Wirtschaftsexperte Paul J. J. Welfens: „Im Herbst spitzt sich die Krise wieder zu“
Die Probleme in Europa sind nicht gelöst, sagt Wirtschaftsexperte Paul J. J. Welfens.
Düsseldorf. Haben die Beschlüsse des EU-Gipfels die Euro-Schuldenkrise einer Lösung näher gebracht?
Welfens: Nein. Spätestens im Herbst wird sich die Krise wieder zuspitzen.
Können Sie verstehen, dass es in den Koalitionsfraktionen grummelt?
Welfens: Die Kanzlerin hat sich mit ihrer Verhandlungsstrategie offensichtlich in Schwierigkeiten gebracht. Nach zweieinhalb Jahren Krisenbekämpfung zeigt sich, dass die bisherige Herangehensweise nicht sinnvoll war.
Wie kann die EU jetzt noch das Steuer herumreißen?
Welfens: Wir müssen erstens zum Kern und Auslöser der Krise vorstoßen, nämlich Griechenland. Die dortigen Probleme müssen nachvollziehbar überwunden werden. Und dann müssen wir das größere Thema Eurobonds angehen.
Wie stehen in Griechenland die Chancen für eine Lösung mit der neuen Regierung?
Welfens: Die Lage Griechenlands ist weiter supergefährlich für die anderen Euro-Länder und unterhöhlt das Vertrauen der Finanzmärkte.
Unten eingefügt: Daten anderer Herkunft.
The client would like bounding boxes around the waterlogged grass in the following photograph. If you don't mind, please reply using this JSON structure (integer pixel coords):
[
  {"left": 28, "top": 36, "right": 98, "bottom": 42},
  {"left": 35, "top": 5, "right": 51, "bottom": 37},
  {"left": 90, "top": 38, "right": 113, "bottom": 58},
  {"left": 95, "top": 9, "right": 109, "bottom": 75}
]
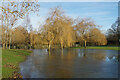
[
  {"left": 72, "top": 46, "right": 120, "bottom": 50},
  {"left": 2, "top": 49, "right": 31, "bottom": 78}
]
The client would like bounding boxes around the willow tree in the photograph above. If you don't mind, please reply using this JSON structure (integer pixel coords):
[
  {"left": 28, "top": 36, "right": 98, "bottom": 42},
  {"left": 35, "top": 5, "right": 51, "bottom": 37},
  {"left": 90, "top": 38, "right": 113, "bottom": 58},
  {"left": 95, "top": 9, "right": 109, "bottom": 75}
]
[
  {"left": 74, "top": 18, "right": 96, "bottom": 48},
  {"left": 44, "top": 7, "right": 73, "bottom": 49},
  {"left": 12, "top": 26, "right": 29, "bottom": 48},
  {"left": 0, "top": 2, "right": 40, "bottom": 48},
  {"left": 89, "top": 28, "right": 107, "bottom": 45}
]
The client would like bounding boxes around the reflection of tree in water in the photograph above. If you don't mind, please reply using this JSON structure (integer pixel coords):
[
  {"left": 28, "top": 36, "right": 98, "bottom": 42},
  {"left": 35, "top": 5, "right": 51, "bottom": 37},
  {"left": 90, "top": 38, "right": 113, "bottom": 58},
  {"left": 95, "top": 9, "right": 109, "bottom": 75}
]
[{"left": 43, "top": 49, "right": 74, "bottom": 78}]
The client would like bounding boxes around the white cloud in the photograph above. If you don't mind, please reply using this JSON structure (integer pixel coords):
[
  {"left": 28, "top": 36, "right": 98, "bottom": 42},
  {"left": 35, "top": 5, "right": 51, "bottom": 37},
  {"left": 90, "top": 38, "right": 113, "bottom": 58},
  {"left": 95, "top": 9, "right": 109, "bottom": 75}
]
[{"left": 1, "top": 0, "right": 119, "bottom": 2}]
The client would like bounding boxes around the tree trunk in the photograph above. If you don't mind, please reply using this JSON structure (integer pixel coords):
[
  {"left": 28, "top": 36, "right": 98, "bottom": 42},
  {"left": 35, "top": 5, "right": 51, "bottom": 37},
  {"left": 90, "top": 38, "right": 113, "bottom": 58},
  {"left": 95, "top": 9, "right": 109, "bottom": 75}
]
[
  {"left": 61, "top": 42, "right": 63, "bottom": 50},
  {"left": 3, "top": 43, "right": 5, "bottom": 49},
  {"left": 85, "top": 40, "right": 86, "bottom": 48},
  {"left": 9, "top": 31, "right": 12, "bottom": 49}
]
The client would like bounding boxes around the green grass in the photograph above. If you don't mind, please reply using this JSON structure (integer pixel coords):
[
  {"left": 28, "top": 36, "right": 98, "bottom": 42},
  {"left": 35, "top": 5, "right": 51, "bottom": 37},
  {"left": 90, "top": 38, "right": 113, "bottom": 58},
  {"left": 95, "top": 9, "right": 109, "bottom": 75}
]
[
  {"left": 2, "top": 49, "right": 31, "bottom": 78},
  {"left": 72, "top": 46, "right": 120, "bottom": 50}
]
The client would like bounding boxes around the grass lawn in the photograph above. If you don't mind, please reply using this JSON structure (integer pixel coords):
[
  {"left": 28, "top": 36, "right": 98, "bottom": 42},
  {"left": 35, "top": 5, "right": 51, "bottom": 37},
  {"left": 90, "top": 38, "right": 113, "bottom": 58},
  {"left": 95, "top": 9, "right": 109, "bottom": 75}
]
[
  {"left": 72, "top": 46, "right": 120, "bottom": 50},
  {"left": 2, "top": 49, "right": 32, "bottom": 78}
]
Es ist enttäuschend, dass der EU-Gipfel nur ein allgemeines Wachstumspaket beschlossen hat, statt auch einen Marshallplan für Griechenland zu verankern. Das Land braucht dringend einen Privatisierungsplan. Ich werbe für eine internationale Privatisierungsbehörde unter Beteiligung der Osteuropabank, die zu einem Festbetrag griechisches Staatsvermögen kaufen sollte. Löst man die Probleme in dem kleinen Griechenland nicht, wie sollen die Märkte dann der Euro-Zone abnehmen, dass sie Portugal und Spanien aus der Krise holt?
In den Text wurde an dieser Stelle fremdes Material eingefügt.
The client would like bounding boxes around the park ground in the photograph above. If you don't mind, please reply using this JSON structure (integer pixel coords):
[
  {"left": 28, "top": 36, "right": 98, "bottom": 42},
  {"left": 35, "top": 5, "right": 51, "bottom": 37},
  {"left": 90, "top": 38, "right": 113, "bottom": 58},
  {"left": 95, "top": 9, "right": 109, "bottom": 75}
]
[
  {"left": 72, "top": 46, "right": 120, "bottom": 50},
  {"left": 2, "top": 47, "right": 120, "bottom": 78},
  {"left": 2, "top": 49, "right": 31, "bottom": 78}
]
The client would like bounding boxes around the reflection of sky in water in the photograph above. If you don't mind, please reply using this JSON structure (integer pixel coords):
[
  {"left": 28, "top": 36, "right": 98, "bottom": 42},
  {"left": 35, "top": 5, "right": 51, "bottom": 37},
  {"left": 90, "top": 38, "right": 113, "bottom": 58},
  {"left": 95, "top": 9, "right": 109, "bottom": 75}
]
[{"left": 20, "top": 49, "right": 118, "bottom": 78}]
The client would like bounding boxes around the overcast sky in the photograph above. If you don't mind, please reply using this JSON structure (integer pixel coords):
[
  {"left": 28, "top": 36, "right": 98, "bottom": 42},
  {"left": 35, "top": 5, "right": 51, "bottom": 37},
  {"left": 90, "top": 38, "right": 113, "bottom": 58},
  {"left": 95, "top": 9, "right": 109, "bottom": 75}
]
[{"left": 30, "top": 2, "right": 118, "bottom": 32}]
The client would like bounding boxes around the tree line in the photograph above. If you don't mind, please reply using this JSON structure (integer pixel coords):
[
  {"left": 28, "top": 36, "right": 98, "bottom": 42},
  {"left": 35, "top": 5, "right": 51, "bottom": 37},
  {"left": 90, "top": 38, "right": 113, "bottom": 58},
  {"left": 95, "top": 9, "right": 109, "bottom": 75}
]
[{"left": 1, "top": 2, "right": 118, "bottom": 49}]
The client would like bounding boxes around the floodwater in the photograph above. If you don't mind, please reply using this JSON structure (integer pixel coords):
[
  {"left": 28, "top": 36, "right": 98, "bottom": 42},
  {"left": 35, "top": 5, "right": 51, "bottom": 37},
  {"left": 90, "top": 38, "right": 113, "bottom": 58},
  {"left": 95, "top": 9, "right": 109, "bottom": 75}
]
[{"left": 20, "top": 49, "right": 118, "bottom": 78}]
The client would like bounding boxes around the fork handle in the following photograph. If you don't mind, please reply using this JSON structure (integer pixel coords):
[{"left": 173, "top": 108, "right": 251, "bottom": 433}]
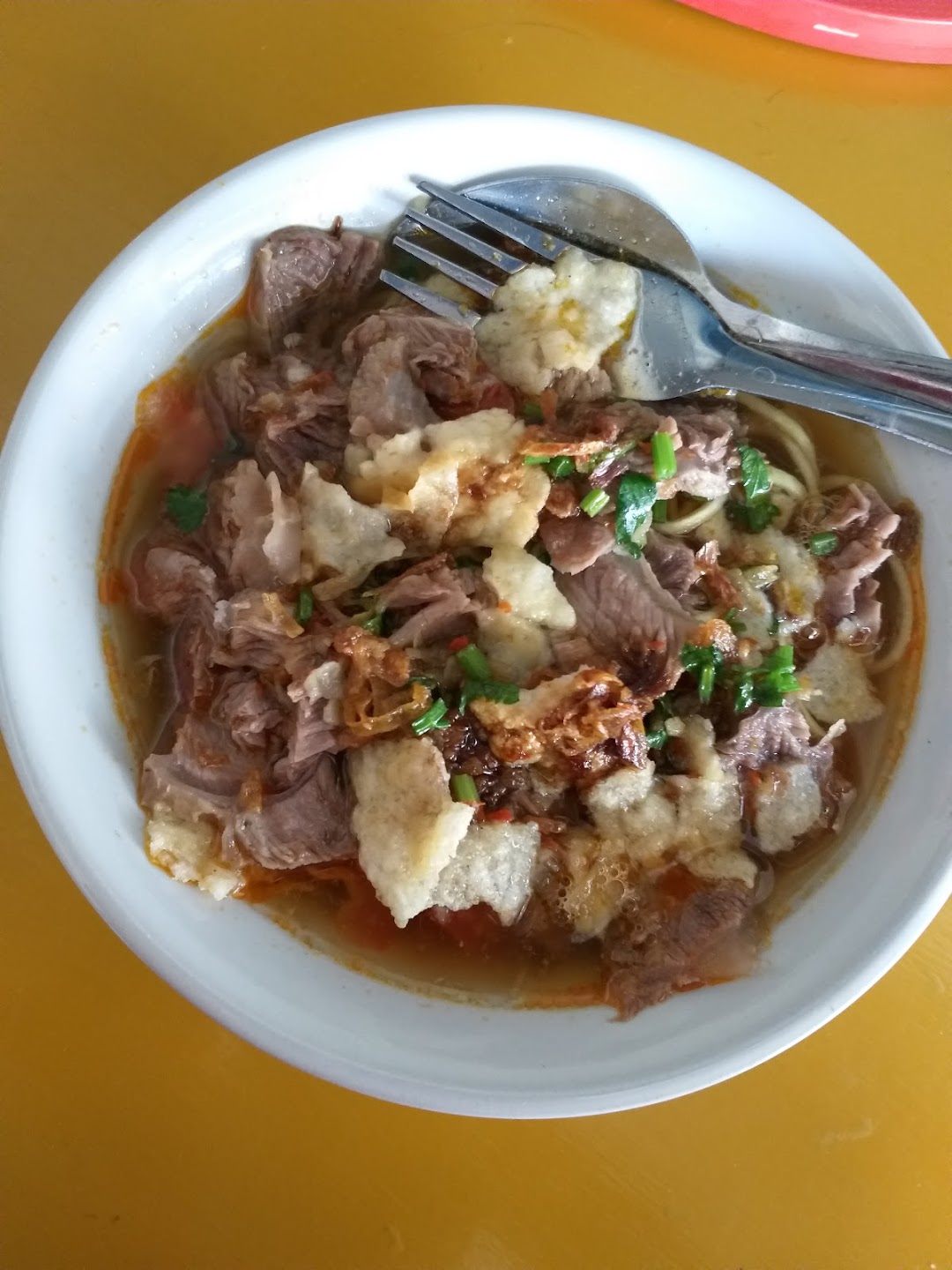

Der ESM soll künftig auch direkt Geld an notleidende Banken vergeben können. Besteht die Gefahr, dass die betroffenen Euro-Länder sich dann um notwendige Reformen herummogeln können?
Welfens: Es soll eine neue europäische Bankenaufsicht geben, deren institutionelle Ausgestaltung völlig unklar ist. Und ja, die Euro-Zone hat massiv an Reputation verloren. Insofern ist es unbefriedigend, wenn nach so einem Gipfel nur schwammige Beschlüsse vorliegen. Es ist kein Wunder, wenn dann an den Finanzmärkten weiter das Misstrauen vorherrscht und die Zinsen für Staatsanleihen nicht so sinken wie erhofft.